Link: GAO Decision
Protestor: McTech Corporation
Agency: Department of the Army
Disposition: Protest Denied.
- Agency reasonably concluded that the protester had an organizational conflict of interest and properly eliminated it from the competition under a solicitation for the award of a construction contract, where the agency found that the close relationship between the protester and the designer of the construction project constituted an apparent conflict of interest that created the appearance of an unfair competitive advantage.
- Protester’s contention that information not considered by the contracting officer in the initial determination that the protester had an organizational conflict of interest (OCI) cannot be considered by GAO in resolving a protest challenging this determination is denied because an agency may provide further information and analysis regarding the existence of an OCI at any time during the course of a protest, and GAO will consider such information in determining whether the contracting officer’s OCI determination is reasonable
General Counsel P.C. Highlight:
McTech Corporation protested its exclusion from the competition for a contract for the construction of dormitories, a conference center, and related improvements to the Department of Homeland Security’s (DHS) Training Center in Harpers Ferry, West Virginia. The agency excluded McTech from competition on the grounds that it had an organizational conflict of interest (OCI) based on its ties to BrooAlexa Design Joint Venture LLC, the designer of the facilities. McTech had previously entered into a series of six joint ventures with BrooAlexa LLC, which had the exclusive control of BrooAlexa Design Joint Venture LLC. Mr. X, who served as project manager for BrooAlexa Design Join Venture LLC on the DHS Training Center project, had previously signed several documents on behalf of BrooAlexa LLC.

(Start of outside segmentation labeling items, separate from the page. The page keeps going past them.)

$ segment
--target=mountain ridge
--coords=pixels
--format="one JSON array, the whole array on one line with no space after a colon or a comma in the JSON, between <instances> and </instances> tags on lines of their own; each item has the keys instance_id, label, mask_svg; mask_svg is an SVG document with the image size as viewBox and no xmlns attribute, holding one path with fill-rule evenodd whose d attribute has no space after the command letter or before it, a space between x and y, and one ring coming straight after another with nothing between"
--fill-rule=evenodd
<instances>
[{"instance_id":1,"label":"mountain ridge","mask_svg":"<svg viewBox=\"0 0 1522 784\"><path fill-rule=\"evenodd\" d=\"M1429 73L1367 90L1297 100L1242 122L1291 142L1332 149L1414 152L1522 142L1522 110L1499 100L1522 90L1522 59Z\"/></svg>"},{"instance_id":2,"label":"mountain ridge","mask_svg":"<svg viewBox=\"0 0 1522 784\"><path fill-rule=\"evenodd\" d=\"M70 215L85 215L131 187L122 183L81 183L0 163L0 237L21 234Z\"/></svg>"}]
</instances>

Noting first that the examples of impermissible OCIs which appear in the FAR are not exclusive, the GAO stated that it would only overturn an agency’s OCI determination if it was not reasonable. It found that, given the shared address between BrooAlexa LLC and BrooAlexa Design Joint Venture LLC, and BrooAlexa LLC’s management and control of BrooAlexa Design Joint Venture LLC, the CO’s conclusion that the two entities were affiliated was reasonable. The CO had then considered the number of joint ventures between McTech and BrooAlexa LLC, along with the entities’ mentor-protégé relationship, and determined there was a close alignment between the two which indicated a significant OCI. The GAO found the CO had reasonably excluded McTech from the competition given its close relationship with the designer of the construction project, which would otherwise have created the appearance of an unfair advantage that could compromise the integrity of the procurement process.

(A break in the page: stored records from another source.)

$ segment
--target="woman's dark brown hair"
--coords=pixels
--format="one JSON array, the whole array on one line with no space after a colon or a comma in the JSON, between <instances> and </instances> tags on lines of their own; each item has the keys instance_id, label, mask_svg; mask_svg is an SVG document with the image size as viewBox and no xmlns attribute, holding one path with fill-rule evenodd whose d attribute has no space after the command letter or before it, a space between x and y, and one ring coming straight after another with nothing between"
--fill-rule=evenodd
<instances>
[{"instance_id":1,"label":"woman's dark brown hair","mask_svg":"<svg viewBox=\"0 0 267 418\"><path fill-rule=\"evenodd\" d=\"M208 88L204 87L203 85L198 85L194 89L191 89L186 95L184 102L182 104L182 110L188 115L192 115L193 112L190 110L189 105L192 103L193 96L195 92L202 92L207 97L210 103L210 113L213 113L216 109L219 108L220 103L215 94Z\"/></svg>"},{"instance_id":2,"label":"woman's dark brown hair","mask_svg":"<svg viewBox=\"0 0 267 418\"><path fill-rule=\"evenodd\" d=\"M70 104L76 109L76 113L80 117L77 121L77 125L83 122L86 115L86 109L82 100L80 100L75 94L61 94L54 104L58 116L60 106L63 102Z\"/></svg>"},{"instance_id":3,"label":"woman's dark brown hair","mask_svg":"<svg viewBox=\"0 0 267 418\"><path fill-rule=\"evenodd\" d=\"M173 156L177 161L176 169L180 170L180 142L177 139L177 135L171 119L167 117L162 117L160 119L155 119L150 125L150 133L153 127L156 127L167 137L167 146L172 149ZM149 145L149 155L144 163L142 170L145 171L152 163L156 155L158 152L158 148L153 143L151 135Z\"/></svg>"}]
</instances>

When a contractor enters into a joint venture with other firms, it must carefully consider the potential impact of that joint venture on future projects. The more two firms work together over a period of time, the greater the chance that a CO will consider the possibility of an OCI. Although OCI determinations are highly fact specific, the more access employees of either firm have to the facilities and files of the other, the more red flags will be raised. Contractors should have a clear OCI policy in place, and should design any joint venture in a way that will limit the likelihood that employees of either participant will be exposed to information that could harm their employer in procurements down the road.